VITAMIN D AND CANCER: It works, but way above the RDA
The news that high doses of vitamin D can halve the risk of developing some cancers may well have had a poor reception in Brussels. The EU bureaucrats are deciding on the potency of vitamins that will be freely available in shops throughout Europe - and the new cancer study shows that therapeutic levels need to be far higher than the Recommended Daily Allowance (RDA). The University of California research team has found that vitamin D3 - which is available as a supplement - has a protective effect only at levels of 1000 IUs (international units) a day. The UK government's recommended safe upper limit dose is just 400 IUs, whereas in the USA it's set at 2000 IUs.
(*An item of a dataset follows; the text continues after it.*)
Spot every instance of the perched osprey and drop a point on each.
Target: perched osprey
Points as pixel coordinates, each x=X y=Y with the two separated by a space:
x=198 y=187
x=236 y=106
The study team researched studies that had been published between 1966 and 2004 on cancer and vitamin D, and concluded that thousands of lives could be saved if people had sufficient bodily stores of vitamin D. Scientists reckon that around one in 10 people in the West are deficient in the vitamin.
It is most readily available from the sun itself, but scientists are concerned that over-exposure can lead to skin cancer. Instead, they recommend that people get the vitamin from supplements and from food such as egg yolk, fish oil and liver.
The study highlights the divide between those who take supplements at the RDA levels, and the minority who take them at the far higher therapeutic levels. The study is a belated, but welcome, blow for the minority. Let's hope that the EU bureaucrats take heed.